For the first time since 2008, the Atlantic Coast Conference will play its championship football game in the noon Saturday window on championship weekend — a move that will put the conference front and center for its TV window after years of competing with the Big Ten for evening viewership.
The announcement of the title game’s move from its usual 8 p.m. ET time slot was part of the ACC’s 2026 schedule release Monday, which also included details on a busy opening weekend that will include games spread out over at least four days, along with a pair of international contests scheduled for Week 0.
The ACC’s shift in championship game schedule comes as part of a drive to add more viewers to the game and draw more fans to Bank of America Stadium in Charlotte, North Carolina. In the noon window, the ACC will be the lone Power 4 conference playing at the time, kicking off a Saturday slate of title games.
The earlier kick time also figures to make attendance more palatable given that the ACC is the lone power conference to play its championship game in an outdoor stadium. The temperature at kickoff at last season’s championship game between Duke and Virginia was 31 degrees.
The conference announced full schedules for all 17 teams Monday as well, a year in which the ACC plans to transition to a nine-game conference slate. Five teams — Clemson, Florida State, Georgia Tech, North Carolina and Boston College — will play only eight conference games, while the remaining 12 will play nine in 2026. Beginning in 2027, all but one school will play nine league games each season.
The ACC is also strengthening its commitment to maximize Friday night windows, with at least 19 games set to be played on a Friday in 2026.
The 2026 season kicks off with five ACC teams playing games in Week 0, including North Carolina, which will face TCU in Dublin, and NC State and Virginia, which will play each other in Rio de Janeiro. That game had initially been scheduled as a nonconference matchup but was switched to an ACC game after the league expanded conference play.
The ACC will again span the breadth of Week 1, as well. Wake Forest hosts Akron on Thursday, Sept. 3, and Miami travels to Stanford on Friday, Sept. 4, followed by a slate of games on Saturday and a Labor Day game between SMU and Florida State.

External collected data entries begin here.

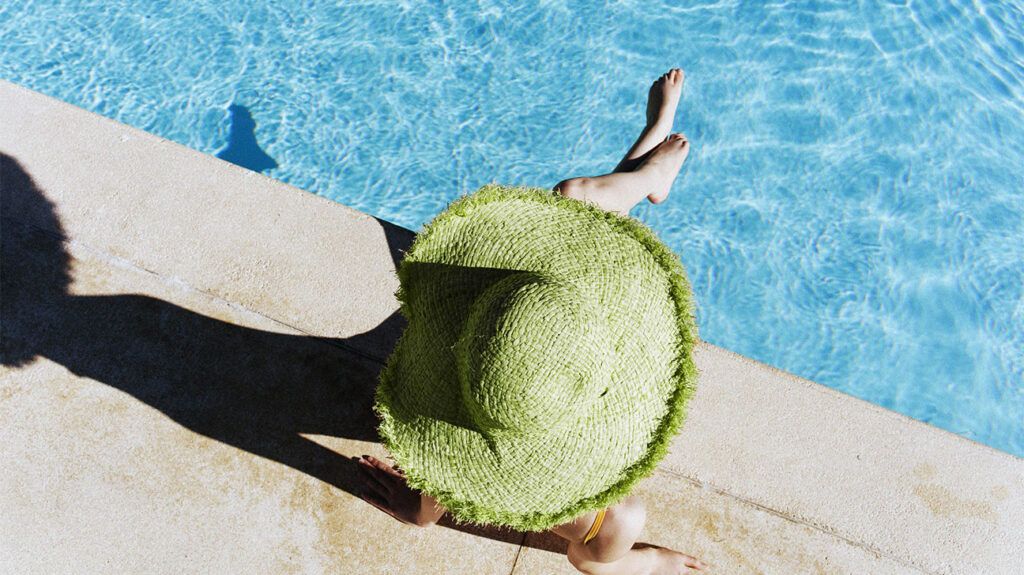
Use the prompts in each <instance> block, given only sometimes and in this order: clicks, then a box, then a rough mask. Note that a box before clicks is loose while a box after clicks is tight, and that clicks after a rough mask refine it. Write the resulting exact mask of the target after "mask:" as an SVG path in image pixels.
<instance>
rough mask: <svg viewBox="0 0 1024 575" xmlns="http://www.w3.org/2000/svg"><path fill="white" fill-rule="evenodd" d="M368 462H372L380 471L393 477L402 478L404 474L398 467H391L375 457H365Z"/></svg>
mask: <svg viewBox="0 0 1024 575" xmlns="http://www.w3.org/2000/svg"><path fill="white" fill-rule="evenodd" d="M365 457H366V458H367V460H368V461H370V462H371V463H372V465H373V466H374V467H375V468H377V469H378V470H380V471H382V472H384V473H386V474H388V475H390V476H392V477H402V475H403V474H402V473H401V472H400V471H398V470H397V468H398V466H389V465H387V463H386V462H384V461H381V460H380V459H378V458H377V457H374V456H373V455H365Z"/></svg>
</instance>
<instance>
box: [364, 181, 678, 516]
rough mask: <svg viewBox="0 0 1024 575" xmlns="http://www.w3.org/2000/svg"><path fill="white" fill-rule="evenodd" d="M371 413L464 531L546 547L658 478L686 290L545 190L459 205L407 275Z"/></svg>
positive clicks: (490, 190)
mask: <svg viewBox="0 0 1024 575" xmlns="http://www.w3.org/2000/svg"><path fill="white" fill-rule="evenodd" d="M398 278H399V289H398V292H397V293H396V296H397V297H398V300H399V302H400V311H401V314H402V315H403V316H404V317H406V318H407V319H408V325H407V327H406V330H404V331H403V333H402V335H401V337H400V338H399V340H398V342H397V344H396V345H395V349H394V351H393V352H392V354H391V356H390V357H389V358H388V360H387V362H386V364H385V366H384V369H383V370H382V371H381V375H380V385H379V386H378V388H377V394H376V401H375V404H374V409H375V410H376V411H377V413H378V414H379V415H380V417H381V424H380V428H379V431H380V434H381V437H382V439H383V442H384V445H385V447H386V448H387V449H388V451H389V452H390V453H391V455H392V457H393V458H394V460H395V462H396V463H397V465H398V467H399V468H400V469H401V470H402V471H403V472H404V475H406V478H407V481H408V484H409V485H410V486H411V487H413V488H415V489H418V490H420V491H423V492H425V493H427V494H428V495H431V496H433V497H434V498H436V499H437V500H438V501H439V502H440V503H441V504H442V505H444V506H445V507H447V510H449V511H450V512H451V513H452V515H453V517H454V518H455V519H456V520H457V521H462V522H468V523H482V524H492V525H504V526H509V527H512V528H515V529H519V530H524V531H541V530H545V529H548V528H550V527H552V526H555V525H559V524H561V523H565V522H567V521H570V520H572V519H573V518H575V517H577V516H579V515H580V514H583V513H585V512H588V511H592V510H597V508H602V507H606V506H608V505H610V504H613V503H614V502H616V501H617V500H618V499H621V498H622V497H624V496H626V495H627V494H628V493H629V491H630V489H631V488H632V487H633V485H634V484H635V483H636V482H637V481H639V480H640V479H642V478H644V477H646V476H648V475H650V473H652V472H653V469H654V466H655V465H656V463H657V462H658V461H659V460H660V459H662V458H663V457H664V456H665V453H666V450H667V447H668V443H669V441H670V440H671V438H672V436H673V435H674V434H675V433H676V431H677V430H678V428H679V425H680V424H681V423H682V419H683V415H684V404H685V402H686V400H687V399H688V398H689V396H690V394H691V393H692V391H693V387H694V384H695V382H696V369H695V367H694V364H693V360H692V356H691V351H692V347H693V344H694V343H695V342H696V340H697V333H696V324H695V321H694V317H693V301H692V296H691V292H690V286H689V282H688V281H687V279H686V275H685V272H684V270H683V267H682V264H681V263H680V261H679V258H678V257H677V256H676V255H675V254H674V253H673V252H672V251H671V250H669V249H668V248H667V247H666V246H665V245H664V244H663V242H662V241H660V240H659V239H658V238H657V237H656V236H655V235H654V233H653V232H652V231H651V230H650V229H649V228H648V227H646V226H645V225H643V224H642V223H640V222H639V221H637V220H635V219H633V218H630V217H624V216H620V215H617V214H612V213H609V212H605V211H604V210H602V209H600V208H598V207H597V206H594V205H591V204H588V203H584V202H580V201H578V200H571V198H567V197H563V196H562V195H560V194H559V193H558V192H554V191H551V190H545V189H540V188H527V187H507V186H500V185H486V186H483V187H482V188H480V189H479V190H477V191H476V192H474V193H472V194H469V195H466V196H463V197H461V198H459V200H457V201H455V202H454V203H452V204H450V205H449V207H447V209H446V210H444V211H443V212H442V213H440V214H439V215H437V216H436V217H435V218H434V219H433V220H432V221H431V222H430V223H428V224H427V225H426V226H425V227H424V229H423V231H422V232H421V233H420V234H419V235H418V236H417V237H416V239H415V240H414V242H413V246H412V247H411V248H410V250H409V252H408V253H407V254H406V256H404V258H403V260H402V261H401V263H400V264H399V266H398Z"/></svg>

The dates for Week 1 nonconference showdowns between Georgia Tech and Colorado (either Thursday or Friday) and Louisville and Ole Miss (Saturday or Sunday) are still to be determined.
After its trip to Stanford, Miami — fresh off a trip to the College Football Playoff National Championship game — will host Florida A&M, travel to Wake Forest, host Central Michigan and travel to Clemson before an open date and a rivalry game against Florida State. Miami will not face a team that finished the 2025 season ranked until Nov. 7 when the Hurricanes travel to Notre Dame. The Wake Forest game is the only other matchup on Miami’s slate against a team that lost fewer than five games last season.
A year ago, it was Bill Belichick’s North Carolina that appeared to have one of the easiest slates in ACC play. In 2026, life gets a good bit more difficult for the second-year Heels coach. After the Week 0 game against TCU, UNC goes to Clemson (Sept. 19); hosts Notre Dame (Oct. 3); travels to both Pitt (Oct. 10) and ACC champion Duke (Oct. 17) in the first half of the season.
Florida State’s start to the season is even tougher. The Seminoles’ first eight games include New Mexico State in Week 0, then six of seven against teams that won at least nine games last season — SMU, at Alabama, vs. Central Arkansas, vs. Virginia, at Louisville, at Miami — before hosting Clemson on Oct. 31.
One more quirk of the new nine-game slate: Louisville, which opens with Ole Miss and plays a rivalry game against Kentucky to end the season, will play 11 total games against Power 4 competition, including 10 straight following a Week 2 game against FCS Villanova.